Aria walked up in time to catch the silence after that sentence. She looked at the sheet in Viktor's hand, then at Torres's face, and didn't ask for details.
"You can both do that later," she said. "Right now we've got a witness who hates us, a kid seizing in medical, and incoming columns. Priorities."
Marcus grunted approval. "That's command voice."
Aria didn't smile. "Borrow it if you like."
At 11:45, Torres called emergency command huddle.
Enemy columns on two ridges. Drone sweep at medium altitude. Public channels still running terror tags with fresh bounty updates.
And a new packet intercepted from Sato's office, likely response to Crane's message:
*Glasshouse acknowledged. Retrieve Null if viable. If compromised, terminate witness chain.*
"Terminate witness chain," Kira repeated from her blanket, shoulder in a sling. "That's us, by the way."
Crane heard it from his alcove and closed his eyes briefly.

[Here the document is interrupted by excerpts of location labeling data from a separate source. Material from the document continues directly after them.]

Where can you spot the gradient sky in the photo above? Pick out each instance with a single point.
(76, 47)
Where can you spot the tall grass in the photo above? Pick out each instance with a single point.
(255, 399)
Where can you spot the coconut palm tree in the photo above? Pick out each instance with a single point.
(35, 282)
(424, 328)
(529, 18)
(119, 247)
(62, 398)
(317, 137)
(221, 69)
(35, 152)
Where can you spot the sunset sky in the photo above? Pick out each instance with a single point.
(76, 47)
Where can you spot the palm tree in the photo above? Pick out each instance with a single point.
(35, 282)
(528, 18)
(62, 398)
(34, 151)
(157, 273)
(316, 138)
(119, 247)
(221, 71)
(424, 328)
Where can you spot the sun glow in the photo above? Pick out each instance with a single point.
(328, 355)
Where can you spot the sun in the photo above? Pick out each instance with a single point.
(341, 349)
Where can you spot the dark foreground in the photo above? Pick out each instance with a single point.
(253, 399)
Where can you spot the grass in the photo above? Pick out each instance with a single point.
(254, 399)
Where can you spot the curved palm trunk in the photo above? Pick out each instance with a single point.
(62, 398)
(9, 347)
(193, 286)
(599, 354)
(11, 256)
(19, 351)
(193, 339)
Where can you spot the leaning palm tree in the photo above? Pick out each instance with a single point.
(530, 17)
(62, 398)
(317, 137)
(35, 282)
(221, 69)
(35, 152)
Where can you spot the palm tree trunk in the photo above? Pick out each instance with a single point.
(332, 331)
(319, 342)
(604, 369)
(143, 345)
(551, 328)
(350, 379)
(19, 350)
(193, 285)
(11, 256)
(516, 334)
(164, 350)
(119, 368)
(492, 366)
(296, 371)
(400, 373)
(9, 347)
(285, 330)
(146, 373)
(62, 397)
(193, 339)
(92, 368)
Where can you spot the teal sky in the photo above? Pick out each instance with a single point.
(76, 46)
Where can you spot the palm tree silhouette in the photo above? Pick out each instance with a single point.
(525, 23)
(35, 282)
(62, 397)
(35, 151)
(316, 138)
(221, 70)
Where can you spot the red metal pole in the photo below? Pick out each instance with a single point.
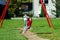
(46, 14)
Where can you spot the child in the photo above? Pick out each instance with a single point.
(25, 20)
(29, 22)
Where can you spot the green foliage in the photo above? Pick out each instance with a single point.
(30, 14)
(57, 8)
(42, 13)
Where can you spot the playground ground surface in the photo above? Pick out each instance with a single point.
(10, 29)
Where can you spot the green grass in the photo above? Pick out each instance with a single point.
(40, 27)
(10, 31)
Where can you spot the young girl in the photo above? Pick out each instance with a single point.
(29, 22)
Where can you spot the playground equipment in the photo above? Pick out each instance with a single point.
(4, 12)
(43, 7)
(46, 14)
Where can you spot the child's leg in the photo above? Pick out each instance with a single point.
(25, 29)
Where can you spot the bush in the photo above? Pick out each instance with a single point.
(30, 14)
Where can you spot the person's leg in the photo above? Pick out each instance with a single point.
(25, 29)
(25, 23)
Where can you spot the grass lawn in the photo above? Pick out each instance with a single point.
(41, 28)
(10, 31)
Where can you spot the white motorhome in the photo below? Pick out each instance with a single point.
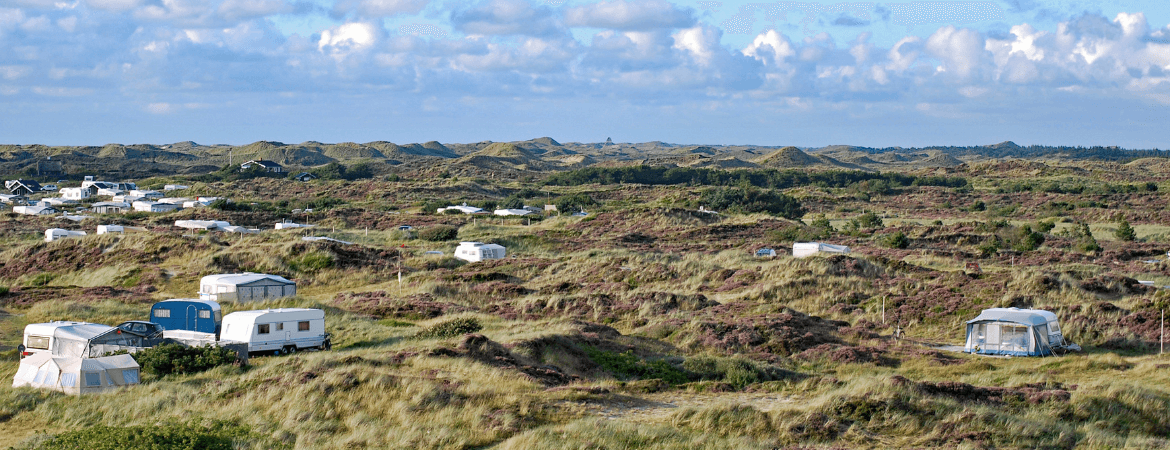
(277, 331)
(54, 234)
(476, 251)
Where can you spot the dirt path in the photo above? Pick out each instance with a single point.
(659, 407)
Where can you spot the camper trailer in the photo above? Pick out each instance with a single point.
(277, 331)
(1012, 331)
(54, 234)
(76, 375)
(187, 313)
(245, 286)
(475, 251)
(802, 249)
(76, 339)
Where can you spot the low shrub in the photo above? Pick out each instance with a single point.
(438, 233)
(167, 359)
(451, 329)
(627, 365)
(178, 436)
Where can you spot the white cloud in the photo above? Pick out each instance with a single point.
(961, 49)
(630, 15)
(770, 47)
(345, 39)
(701, 42)
(379, 8)
(114, 5)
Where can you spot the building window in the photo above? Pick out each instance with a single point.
(38, 341)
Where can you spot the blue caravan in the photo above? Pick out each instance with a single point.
(187, 313)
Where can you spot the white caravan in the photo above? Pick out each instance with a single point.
(279, 331)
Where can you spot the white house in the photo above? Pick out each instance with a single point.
(146, 194)
(126, 198)
(201, 225)
(280, 331)
(76, 375)
(475, 251)
(266, 165)
(34, 209)
(802, 249)
(75, 193)
(110, 207)
(282, 226)
(245, 286)
(54, 234)
(513, 212)
(155, 207)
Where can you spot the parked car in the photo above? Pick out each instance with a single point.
(144, 329)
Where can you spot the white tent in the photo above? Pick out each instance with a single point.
(245, 286)
(802, 249)
(76, 375)
(476, 251)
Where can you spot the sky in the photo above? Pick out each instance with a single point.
(717, 73)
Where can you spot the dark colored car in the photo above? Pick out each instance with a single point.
(144, 329)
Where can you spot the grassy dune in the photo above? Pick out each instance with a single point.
(641, 325)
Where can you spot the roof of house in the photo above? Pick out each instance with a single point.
(1014, 316)
(242, 278)
(262, 163)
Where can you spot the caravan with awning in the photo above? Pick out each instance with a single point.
(1011, 331)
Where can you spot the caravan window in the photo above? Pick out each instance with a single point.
(38, 341)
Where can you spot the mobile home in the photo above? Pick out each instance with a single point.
(475, 251)
(279, 331)
(1012, 331)
(76, 339)
(245, 286)
(187, 313)
(802, 249)
(54, 234)
(76, 375)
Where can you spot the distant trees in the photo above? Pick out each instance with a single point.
(751, 200)
(771, 179)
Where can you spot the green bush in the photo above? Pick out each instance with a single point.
(172, 436)
(896, 241)
(1124, 232)
(439, 233)
(451, 329)
(167, 359)
(627, 365)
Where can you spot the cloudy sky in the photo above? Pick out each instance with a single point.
(806, 74)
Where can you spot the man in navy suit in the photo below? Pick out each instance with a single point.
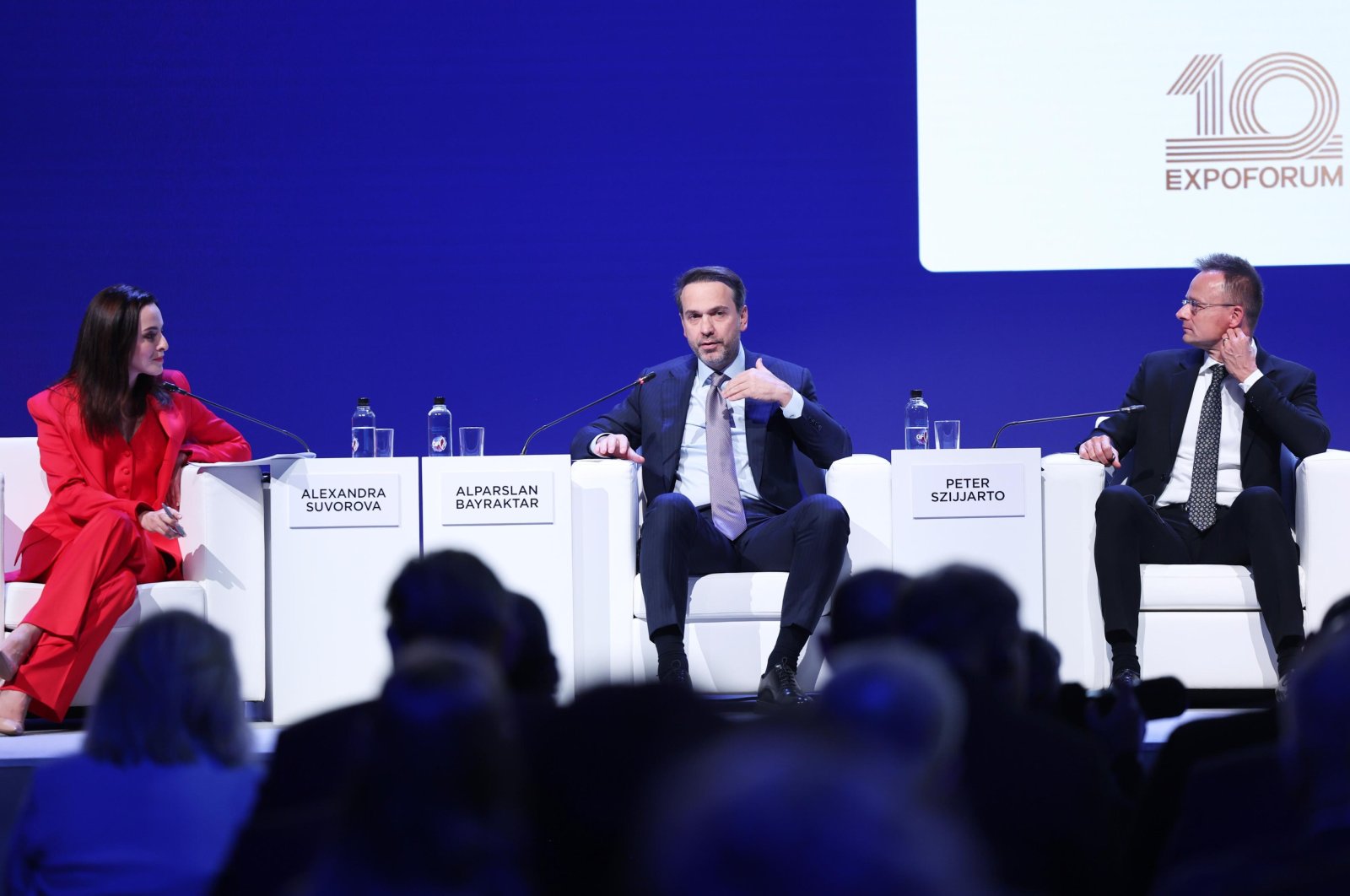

Viktor turned to Lyra, who had been silent since arrival.
"You heard all that?"
She nodded once.
"Can you testify against them if we get you on a clean channel?"
Lyra looked past him, to the alcove where Crane sat in shadow.
Her face changed from fear to something harder and older.
"I can do better than testify," she said.
She pointed straight at Crane.
"He watched my sister die and signed the follow-up order while she was still warm."